Wednesday, 2 May 2018

Joint Oireachtas Committee on Health

Medical Council Specialist Register: Discussion

9:00 am

Dr. Tom Ryan:

There is a problem in that if a doctor is appointed as a consultant, one is appointing an independent medical practitioner and there is no possibility of mentoring an independent medical practitioner. If I ask a consultant colleague for his opinion, I expect an opinion from him that is valid, appropriate and discerning, not an opinion from somebody else who is mentoring him. The whole point of appointing a consultant is to appoint a substantial person who can practise independently. The whole notion of bringing them up to scratch is really a nonsense because they are either an independent medical practitioner or they are not. If they are not up to scratch, they should not be doing the job.
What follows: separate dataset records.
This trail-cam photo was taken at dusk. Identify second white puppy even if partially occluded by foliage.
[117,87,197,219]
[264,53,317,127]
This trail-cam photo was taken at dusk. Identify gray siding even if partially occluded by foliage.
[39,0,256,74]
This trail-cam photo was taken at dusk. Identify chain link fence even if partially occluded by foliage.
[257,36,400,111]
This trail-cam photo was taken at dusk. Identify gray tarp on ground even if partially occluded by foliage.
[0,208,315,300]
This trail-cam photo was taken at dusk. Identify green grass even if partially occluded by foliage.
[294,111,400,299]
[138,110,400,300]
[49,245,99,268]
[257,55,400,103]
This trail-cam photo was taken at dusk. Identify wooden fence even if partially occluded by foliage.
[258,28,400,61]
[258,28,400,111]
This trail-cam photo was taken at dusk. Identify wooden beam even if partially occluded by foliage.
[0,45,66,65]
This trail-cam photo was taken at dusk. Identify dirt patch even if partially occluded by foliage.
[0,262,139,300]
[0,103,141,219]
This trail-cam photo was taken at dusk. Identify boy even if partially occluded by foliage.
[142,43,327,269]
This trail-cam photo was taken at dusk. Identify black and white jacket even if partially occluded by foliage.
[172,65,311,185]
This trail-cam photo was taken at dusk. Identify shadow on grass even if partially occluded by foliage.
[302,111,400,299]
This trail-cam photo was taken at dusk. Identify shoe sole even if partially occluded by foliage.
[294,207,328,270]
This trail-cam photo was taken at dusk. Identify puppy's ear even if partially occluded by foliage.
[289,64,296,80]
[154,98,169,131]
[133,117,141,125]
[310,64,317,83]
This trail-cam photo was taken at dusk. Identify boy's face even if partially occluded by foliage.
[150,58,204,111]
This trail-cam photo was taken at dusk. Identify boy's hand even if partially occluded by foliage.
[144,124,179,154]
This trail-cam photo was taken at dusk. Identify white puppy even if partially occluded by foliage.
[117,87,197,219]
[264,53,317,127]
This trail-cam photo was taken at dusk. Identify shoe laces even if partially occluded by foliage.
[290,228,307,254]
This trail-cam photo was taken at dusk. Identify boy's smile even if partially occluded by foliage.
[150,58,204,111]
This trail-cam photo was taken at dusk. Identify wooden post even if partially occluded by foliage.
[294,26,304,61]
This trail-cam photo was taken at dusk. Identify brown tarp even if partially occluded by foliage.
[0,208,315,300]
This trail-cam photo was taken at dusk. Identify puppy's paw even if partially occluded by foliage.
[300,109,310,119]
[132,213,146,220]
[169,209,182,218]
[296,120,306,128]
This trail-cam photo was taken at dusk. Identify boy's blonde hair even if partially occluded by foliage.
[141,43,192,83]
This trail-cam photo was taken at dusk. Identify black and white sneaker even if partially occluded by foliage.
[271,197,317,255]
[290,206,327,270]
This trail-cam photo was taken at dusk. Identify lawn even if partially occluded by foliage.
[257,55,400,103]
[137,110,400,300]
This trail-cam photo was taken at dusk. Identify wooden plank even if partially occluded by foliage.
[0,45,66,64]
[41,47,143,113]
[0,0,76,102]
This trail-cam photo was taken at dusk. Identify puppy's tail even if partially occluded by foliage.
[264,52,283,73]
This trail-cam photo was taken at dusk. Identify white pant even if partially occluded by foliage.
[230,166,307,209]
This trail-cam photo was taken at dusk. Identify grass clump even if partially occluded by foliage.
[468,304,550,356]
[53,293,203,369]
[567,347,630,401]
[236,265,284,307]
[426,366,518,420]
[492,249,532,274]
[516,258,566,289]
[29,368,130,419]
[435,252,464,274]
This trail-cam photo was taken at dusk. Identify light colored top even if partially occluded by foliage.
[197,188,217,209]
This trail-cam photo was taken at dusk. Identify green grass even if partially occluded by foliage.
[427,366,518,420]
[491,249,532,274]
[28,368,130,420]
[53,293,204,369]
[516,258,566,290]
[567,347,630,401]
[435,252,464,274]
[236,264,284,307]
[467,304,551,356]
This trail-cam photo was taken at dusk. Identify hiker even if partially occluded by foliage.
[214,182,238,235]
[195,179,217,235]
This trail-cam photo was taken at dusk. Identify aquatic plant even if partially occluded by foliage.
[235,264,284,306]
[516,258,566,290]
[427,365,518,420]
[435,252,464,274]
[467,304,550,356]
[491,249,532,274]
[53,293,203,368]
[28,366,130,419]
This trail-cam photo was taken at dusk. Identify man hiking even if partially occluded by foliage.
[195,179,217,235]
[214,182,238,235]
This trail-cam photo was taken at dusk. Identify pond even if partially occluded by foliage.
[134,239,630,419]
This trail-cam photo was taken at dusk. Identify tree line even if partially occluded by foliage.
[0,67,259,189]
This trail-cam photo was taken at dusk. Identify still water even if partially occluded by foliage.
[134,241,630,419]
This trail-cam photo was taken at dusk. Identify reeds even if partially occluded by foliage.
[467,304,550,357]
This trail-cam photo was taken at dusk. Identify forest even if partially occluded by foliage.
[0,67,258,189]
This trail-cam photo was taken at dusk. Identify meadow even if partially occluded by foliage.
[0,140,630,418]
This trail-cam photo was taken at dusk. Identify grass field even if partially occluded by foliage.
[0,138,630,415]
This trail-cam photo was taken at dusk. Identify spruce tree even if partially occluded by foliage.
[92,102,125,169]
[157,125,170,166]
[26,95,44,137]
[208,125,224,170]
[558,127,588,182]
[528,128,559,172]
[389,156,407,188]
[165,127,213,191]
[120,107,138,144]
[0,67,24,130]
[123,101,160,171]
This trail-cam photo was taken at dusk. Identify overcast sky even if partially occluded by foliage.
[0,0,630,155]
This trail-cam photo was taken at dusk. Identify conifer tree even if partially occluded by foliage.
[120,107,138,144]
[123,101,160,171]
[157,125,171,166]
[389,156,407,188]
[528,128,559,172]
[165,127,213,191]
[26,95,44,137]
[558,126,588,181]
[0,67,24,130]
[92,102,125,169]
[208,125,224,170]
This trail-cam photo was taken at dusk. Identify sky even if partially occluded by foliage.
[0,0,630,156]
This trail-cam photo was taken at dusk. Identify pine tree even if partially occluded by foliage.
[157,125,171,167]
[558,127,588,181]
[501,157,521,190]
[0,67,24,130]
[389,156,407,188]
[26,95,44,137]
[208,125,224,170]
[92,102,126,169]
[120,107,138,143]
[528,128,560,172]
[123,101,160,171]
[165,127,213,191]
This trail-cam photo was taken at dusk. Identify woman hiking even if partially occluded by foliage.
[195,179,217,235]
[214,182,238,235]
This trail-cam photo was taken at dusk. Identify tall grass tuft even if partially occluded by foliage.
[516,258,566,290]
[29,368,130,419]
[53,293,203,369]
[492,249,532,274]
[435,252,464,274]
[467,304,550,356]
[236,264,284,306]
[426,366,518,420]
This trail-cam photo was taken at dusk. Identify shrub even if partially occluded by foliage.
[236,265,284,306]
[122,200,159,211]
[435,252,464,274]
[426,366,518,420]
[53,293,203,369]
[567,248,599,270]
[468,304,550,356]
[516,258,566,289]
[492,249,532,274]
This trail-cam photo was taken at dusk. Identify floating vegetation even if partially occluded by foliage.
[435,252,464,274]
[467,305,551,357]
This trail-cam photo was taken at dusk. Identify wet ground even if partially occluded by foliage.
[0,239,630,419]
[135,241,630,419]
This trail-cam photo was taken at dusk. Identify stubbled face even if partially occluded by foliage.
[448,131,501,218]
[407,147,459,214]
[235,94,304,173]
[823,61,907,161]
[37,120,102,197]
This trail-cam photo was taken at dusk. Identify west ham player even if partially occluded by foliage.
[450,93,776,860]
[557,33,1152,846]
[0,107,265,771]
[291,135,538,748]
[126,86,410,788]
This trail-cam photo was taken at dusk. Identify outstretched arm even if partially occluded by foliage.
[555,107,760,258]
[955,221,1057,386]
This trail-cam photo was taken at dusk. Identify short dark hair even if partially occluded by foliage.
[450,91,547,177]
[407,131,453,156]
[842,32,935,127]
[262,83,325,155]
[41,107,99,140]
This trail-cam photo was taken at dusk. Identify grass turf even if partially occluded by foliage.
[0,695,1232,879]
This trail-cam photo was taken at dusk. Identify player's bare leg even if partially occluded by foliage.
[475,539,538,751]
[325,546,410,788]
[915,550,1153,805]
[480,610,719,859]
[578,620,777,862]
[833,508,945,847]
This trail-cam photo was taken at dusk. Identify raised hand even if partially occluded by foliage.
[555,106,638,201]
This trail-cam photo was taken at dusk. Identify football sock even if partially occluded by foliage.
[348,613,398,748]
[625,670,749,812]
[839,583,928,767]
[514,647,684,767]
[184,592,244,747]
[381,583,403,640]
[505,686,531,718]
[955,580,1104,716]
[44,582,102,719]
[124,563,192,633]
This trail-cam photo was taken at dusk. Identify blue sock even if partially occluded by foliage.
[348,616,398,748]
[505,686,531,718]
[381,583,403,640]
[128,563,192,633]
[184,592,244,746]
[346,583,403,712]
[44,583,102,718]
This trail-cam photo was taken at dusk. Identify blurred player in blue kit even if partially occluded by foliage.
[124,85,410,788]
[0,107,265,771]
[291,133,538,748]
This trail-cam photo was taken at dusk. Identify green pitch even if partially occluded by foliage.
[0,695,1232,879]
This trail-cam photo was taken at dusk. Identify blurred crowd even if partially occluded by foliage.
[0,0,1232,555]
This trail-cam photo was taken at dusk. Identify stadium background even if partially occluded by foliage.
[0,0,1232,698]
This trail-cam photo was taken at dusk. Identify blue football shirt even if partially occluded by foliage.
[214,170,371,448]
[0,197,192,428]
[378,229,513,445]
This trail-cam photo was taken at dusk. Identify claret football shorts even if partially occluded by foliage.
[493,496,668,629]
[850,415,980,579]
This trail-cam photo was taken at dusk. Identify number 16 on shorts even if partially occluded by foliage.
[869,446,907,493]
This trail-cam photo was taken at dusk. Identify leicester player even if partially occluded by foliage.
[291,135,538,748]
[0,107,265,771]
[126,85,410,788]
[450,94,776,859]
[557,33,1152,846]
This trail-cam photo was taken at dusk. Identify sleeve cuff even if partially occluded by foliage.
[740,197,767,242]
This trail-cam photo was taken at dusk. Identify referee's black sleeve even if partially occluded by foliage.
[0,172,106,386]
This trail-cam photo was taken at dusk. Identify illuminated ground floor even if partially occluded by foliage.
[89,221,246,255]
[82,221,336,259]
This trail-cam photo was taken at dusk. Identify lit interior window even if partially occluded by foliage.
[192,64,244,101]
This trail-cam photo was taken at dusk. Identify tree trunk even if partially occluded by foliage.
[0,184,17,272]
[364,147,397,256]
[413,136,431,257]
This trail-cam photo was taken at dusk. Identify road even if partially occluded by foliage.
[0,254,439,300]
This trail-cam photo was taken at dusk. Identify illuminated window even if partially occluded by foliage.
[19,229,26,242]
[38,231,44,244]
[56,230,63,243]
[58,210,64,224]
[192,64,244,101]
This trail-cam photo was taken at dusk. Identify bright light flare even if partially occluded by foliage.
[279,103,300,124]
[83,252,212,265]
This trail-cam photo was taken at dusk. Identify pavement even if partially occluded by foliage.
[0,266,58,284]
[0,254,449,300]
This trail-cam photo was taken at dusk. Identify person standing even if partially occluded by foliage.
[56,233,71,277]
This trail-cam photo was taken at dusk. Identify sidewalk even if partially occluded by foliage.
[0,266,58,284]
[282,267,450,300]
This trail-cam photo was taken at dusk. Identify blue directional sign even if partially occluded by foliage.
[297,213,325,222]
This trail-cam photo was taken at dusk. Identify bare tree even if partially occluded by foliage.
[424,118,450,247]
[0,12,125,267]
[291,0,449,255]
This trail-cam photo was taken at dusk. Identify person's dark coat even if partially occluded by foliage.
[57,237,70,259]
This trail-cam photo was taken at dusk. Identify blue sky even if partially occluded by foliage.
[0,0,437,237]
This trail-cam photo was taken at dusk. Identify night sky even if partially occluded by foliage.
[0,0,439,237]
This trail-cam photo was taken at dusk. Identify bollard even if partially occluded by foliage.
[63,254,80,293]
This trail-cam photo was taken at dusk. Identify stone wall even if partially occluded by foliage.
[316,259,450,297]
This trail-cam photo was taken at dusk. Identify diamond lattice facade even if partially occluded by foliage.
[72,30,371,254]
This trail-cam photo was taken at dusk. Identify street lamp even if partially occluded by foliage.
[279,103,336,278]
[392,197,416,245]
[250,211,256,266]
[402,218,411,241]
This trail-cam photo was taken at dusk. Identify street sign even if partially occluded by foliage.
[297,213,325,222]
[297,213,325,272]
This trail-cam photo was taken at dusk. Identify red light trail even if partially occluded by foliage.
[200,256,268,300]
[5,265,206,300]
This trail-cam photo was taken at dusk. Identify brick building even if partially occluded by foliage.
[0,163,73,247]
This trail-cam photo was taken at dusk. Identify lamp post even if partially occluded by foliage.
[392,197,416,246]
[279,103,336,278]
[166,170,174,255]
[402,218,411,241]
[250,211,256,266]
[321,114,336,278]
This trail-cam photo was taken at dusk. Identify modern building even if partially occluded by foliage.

This is a confusion of risk and quality. In any other industry, like the aeroplane or transport industries, the industry does not act to mitigate risk, it acts to improve quality. It does not wait until the train or the aeroplane crashes and a person ends up in the courts or in front of the Medical Council; it ensures that the pilots are appropriately trained, the aeroplanes are appropriately maintained and good quality processes are in place. A basic quality process is to ensure that the staff who are supposed to practise independently are appropriately trained and qualified. It should never come to the fact that someone detects there is a problem only when a doctor ends up in front of the Medical Council or the High Court for malpractice. There should be quality programmes, and a basic part of a quality programme is to stick with basic professional standards and to ensure that all consultant staff who can practise independently are up to scratch and appropriately qualified. This is just the most basic standard that we would use to base any quality programme on. The whole notion that one would wait until somebody had caused a problem with the Medical Council and then flag up a risk is a problem. It is not prioritising quality of care, excellence of standards and an aspiration for either academic or clinical excellence. I believe the dialogue is misguided.